Bolivia fija en la OEA los seis argumentos de defensa del Silala

Bolivía expuso ante la Organización de Estados Americanos (OEA) seis razones que sustentan el carácter soberano y plena jurisdicción sobre las aguas manantiales del Silala, que Chile exige a la Corte Internacional de Justicia (CIJ) se declare como río y se reconozca su derecho de uso.

El procurador Héctor Arce detalló este miércoles los seis “elementos que ha dejado con mucha claridad” el canciller David Choquehuanca en su intervención de ayer en la 46ª sesión de la Asamblea de la OEA para reafirmar y sustentar la soberanía y plena jurisdicción del manantial.

Chile exige al tribunal internacional que declare que las aguas del Silala son parte de un río internacional con cauce natural. Bolivia reivindica que el recurso hídrico fue canalizado artificialmente tras su concesión para el uso de locomotoras hace más de 100 años. La “deuda” generada en este lapso es uno de los seis argumentos.

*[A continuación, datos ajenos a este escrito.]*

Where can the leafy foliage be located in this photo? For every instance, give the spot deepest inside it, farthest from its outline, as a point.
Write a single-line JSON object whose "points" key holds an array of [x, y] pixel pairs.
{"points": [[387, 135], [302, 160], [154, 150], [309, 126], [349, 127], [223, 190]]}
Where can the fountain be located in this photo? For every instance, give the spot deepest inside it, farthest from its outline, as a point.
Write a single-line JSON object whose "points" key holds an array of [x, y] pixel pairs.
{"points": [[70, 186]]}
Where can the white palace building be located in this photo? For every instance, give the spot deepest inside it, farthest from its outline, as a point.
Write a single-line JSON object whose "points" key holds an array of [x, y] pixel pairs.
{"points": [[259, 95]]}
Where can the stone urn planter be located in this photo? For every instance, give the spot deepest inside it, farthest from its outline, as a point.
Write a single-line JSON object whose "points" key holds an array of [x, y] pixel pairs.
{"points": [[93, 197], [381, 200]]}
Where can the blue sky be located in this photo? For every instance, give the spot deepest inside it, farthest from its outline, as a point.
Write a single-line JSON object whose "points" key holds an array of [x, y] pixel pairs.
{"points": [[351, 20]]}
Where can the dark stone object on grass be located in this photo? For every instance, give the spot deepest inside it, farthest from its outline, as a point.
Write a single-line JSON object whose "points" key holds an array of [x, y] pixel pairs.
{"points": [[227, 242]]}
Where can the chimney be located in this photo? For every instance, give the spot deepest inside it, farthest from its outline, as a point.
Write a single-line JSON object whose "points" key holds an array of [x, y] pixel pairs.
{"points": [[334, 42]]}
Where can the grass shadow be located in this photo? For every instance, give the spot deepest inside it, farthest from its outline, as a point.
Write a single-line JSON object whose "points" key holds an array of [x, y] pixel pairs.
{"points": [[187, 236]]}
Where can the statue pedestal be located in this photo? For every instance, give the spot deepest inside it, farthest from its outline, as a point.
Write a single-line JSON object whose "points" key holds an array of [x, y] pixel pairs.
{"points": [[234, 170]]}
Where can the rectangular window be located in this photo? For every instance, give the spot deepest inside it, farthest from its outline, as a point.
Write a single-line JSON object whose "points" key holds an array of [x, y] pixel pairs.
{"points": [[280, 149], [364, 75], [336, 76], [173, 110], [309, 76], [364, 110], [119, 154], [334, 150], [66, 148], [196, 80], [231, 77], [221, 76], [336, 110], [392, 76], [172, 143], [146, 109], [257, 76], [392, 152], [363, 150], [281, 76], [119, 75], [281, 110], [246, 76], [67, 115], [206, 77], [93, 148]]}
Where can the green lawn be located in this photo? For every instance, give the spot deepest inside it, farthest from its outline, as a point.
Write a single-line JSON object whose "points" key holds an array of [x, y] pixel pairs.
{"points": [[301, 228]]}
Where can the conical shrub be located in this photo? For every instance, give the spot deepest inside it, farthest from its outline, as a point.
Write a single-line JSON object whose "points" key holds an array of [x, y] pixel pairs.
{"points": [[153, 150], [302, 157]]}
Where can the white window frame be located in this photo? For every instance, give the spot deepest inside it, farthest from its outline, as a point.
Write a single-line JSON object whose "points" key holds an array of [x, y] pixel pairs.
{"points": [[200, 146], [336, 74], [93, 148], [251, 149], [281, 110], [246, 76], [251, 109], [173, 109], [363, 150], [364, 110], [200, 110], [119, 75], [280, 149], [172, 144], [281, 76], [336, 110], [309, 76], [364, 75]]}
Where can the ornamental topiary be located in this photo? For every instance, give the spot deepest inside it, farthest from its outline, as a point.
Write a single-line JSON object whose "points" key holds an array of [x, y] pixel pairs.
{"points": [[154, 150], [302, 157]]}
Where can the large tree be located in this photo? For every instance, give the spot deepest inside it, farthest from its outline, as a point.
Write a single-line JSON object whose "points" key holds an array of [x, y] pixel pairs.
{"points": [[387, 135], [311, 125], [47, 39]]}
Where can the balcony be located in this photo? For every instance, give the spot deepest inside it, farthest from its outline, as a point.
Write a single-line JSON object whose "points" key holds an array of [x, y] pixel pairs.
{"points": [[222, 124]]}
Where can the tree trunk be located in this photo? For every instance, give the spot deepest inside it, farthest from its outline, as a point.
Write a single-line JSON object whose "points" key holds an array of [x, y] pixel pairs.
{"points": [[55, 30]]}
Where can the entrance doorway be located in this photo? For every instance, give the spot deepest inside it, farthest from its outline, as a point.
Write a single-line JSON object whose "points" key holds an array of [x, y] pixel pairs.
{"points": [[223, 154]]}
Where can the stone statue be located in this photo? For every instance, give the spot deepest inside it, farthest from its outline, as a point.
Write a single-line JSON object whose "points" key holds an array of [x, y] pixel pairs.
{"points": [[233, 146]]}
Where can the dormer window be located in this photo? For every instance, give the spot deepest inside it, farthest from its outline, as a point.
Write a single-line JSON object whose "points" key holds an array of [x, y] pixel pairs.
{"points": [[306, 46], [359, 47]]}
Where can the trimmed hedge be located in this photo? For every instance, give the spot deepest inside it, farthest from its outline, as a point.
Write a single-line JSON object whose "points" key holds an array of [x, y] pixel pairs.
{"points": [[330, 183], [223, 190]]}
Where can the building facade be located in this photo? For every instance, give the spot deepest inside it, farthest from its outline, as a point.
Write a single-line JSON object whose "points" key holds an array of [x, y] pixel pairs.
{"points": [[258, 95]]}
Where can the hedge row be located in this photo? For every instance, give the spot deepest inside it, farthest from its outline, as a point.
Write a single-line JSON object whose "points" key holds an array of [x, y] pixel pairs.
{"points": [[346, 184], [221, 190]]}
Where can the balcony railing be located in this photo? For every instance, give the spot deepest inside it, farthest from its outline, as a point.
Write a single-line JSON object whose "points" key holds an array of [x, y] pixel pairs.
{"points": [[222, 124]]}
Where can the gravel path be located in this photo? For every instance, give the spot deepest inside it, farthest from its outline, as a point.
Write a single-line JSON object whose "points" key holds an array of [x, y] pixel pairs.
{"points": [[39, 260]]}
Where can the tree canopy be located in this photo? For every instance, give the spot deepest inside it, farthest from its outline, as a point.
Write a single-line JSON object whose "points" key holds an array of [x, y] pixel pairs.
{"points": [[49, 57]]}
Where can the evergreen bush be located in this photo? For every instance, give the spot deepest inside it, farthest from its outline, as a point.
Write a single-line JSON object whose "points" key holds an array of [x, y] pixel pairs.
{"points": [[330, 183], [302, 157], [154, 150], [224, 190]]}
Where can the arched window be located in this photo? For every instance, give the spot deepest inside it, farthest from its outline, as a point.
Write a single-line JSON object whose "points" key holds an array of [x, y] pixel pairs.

“Los manantiales naturales del Silala siempre fueron aguas bolivianas, ese es un hecho fundamental que ha sido además demostrado en un hecho jurídico fundamental que se ha dado en 1908, en ese año una empresa chilena ha solicitado, el 20 de julio, formalmente a la prefectura de Potosí su concesión”, explicó la autoridad a la estatal Patria Nueva.

“Ello demuestra que estas aguas nunca pertenecieron a Chile”, enumeró como segundo elemento.

Además, precisó como tercer elemento que estudios especializados determinaron que el recurso tiene origen en aguas subterráneas inmovilizadas en el territorio boliviano. El cuarto argumento de la defensa es que no existe un flujo natural y menos las aguas pertenecen a un sistema hidrológico compartido.

El quinto fundamento es que el “único flujo” de agua se evidencia por las obras civiles que el vecino país encargó para su canalización, señaló.

Arce invocó por último al “principio de la soberanía permanente de los Estados sobre sus recursos naturales” para ratificar el derecho exclusivo que tiene el país sobre sus recursos hídricos nacionales que lo facultan para “usar, gozar y explotarlos libremente”.

Insistió en que la demanda chilena “es liviana en lo jurídico, muy simple, muy sencilla, poco razonada, precipitada” y celebró que “Chile acepte las normas del Derecho Internacional, la jurisdicción de los tribunales internacionales y solucionar las controversias en ese ámbito”.

Antes, en 2013, La Paz demandó al vecino por la solución del diferendo marítimo ante el tribunal internacional.